And yet—and yet I think we all feel that, to us, at least, the war would seem less beautiful and inspiring, if those few gentlemen had not died as they did. Look at yonder portrait[7] and yonder bust[8] and tell me if stories such as they commemorate do not add a glory to the bare fact that the strongest legions prevailed. So it has been since wars began. After history has done its best to fix men's thoughts upon strategy and finance, their eyes have turned and rested on some single romantic figure—some Sidney, some Falkland, some Wolfe, some Montcalm, some Shaw. This is that little touch of the superfluous which is necessary. Necessary as art is necessary, and knowledge which serves no mechanical end. Superfluous only as glory is superfluous, or a bit of red ribbon that a man would die to win.

It has been one merit of Harvard College that it has never quite sunk to believing that its only function was to carry a body of specialists through the first stage of their preparation. About these halls there has always been an aroma of high feeling not to be found or lost in science or Greek—not to be fixed, yet all-pervading. And the warrant of Harvard College for writing the names of its dead graduates upon its tablets is not in the mathematics, the chemistry, the political economy which it taught them, but that, in ways not to be discovered, by traditions not to be written down, it helped men of lofty natures to make good their faculties. I hope and I believe that it will long give such help to its children. I hope and I believe that long after our tears for the dead have been forgotten, this monument to their memory will still give such help to generations to whom it is only a symbol—a symbol of man's destiny and power for duty, but a symbol also of that something more by which duty is swallowed up in generosity, that something more which led men like Shaw to toss life and hope like a flower before the feet of their country and their cause. [Cheers.]


THE JOY OF LIFE

[Speech of Justice Oliver Wendell Holmes, at a banquet in his honor given by the Suffolk Bar Association, Boston, March 7, 1900, upon his elevation to the Chief Justiceship of the Supreme Judicial Court of Massachusetts. Justice Holmes, upon rising to the toast of the presiding officer, was received with cheers, the entire company rising.]

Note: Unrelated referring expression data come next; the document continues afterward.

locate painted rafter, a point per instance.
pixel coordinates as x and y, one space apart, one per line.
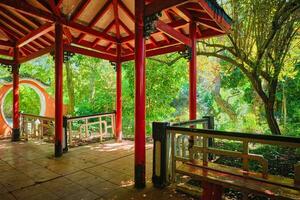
35 34
36 45
98 16
10 28
158 5
6 43
25 8
79 10
116 16
171 32
9 16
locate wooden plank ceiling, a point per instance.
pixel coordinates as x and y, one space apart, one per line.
94 27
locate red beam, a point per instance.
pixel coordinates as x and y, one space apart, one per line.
90 31
127 11
193 74
24 7
54 8
80 9
158 5
171 32
35 34
37 54
222 23
90 53
16 102
119 95
6 62
6 43
98 16
59 58
116 15
100 48
157 51
140 96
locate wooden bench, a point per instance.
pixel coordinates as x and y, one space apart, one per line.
214 180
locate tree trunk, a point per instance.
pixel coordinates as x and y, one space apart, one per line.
224 105
70 86
271 119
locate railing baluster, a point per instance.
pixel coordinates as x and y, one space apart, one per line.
205 148
173 147
245 156
297 174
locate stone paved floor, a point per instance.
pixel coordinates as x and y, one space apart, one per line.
98 171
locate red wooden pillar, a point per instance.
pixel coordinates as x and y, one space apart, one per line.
16 102
193 73
58 89
119 96
140 96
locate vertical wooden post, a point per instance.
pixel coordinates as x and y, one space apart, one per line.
16 102
58 89
193 73
140 96
119 96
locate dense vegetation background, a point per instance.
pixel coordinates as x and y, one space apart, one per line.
246 80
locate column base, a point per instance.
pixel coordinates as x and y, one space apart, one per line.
15 137
58 149
139 176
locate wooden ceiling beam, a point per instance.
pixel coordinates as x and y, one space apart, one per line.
100 13
6 61
25 8
6 43
97 17
44 4
90 53
158 5
79 10
35 45
116 15
35 34
127 11
171 32
88 44
20 23
36 54
55 10
174 24
89 31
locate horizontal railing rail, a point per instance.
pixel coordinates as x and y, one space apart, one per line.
191 122
260 138
35 126
173 147
84 128
88 116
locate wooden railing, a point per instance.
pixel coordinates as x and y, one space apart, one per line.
85 128
37 127
76 129
174 145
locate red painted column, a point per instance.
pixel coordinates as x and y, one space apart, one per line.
16 102
119 96
140 96
193 73
58 89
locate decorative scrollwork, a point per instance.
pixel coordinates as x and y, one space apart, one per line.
186 53
114 64
68 55
149 24
9 68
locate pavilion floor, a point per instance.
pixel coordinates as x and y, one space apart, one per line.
28 170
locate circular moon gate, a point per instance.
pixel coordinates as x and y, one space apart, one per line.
47 103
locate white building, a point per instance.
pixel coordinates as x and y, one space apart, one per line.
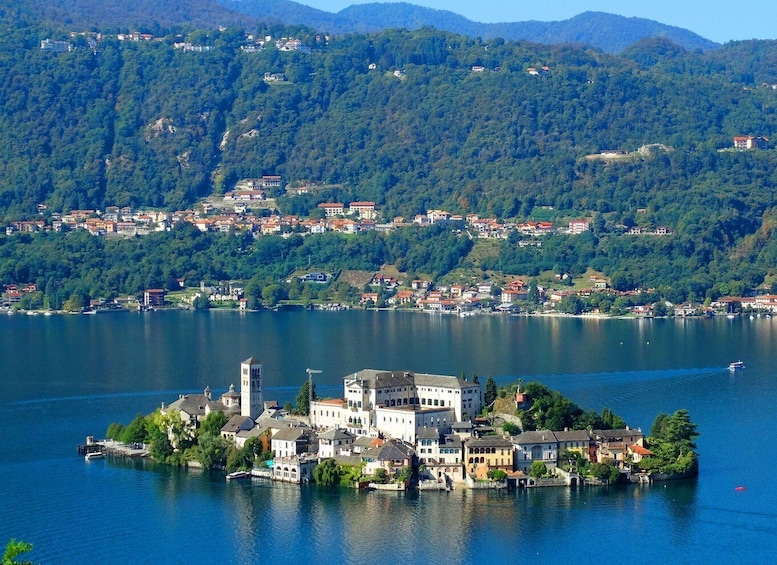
251 396
398 403
541 445
335 442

Gentlemen of the Suffolk Bar:—The kindness of this reception almost unmans me, and it shakes me the more when taken with a kind of seriousness which the moment has for me. As with a drowning man, the past is telescoped into a minute, and the stages are all here at once in my mind. The day before yesterday I was at the law school, fresh from the army, arguing cases in a little club with Goulding and Beaman and Peter Olney, and laying the dust of pleading by certain sprinklings which Huntington Jackson, another ex-soldier, and I managed to contrive together. A little later in the day, in Bob Morse's, I saw a real writ, acquired a practical conviction of the difference between assumpsit and trover, and marvelled open-mouthed at the swift certainty with which a master of his business turned it off.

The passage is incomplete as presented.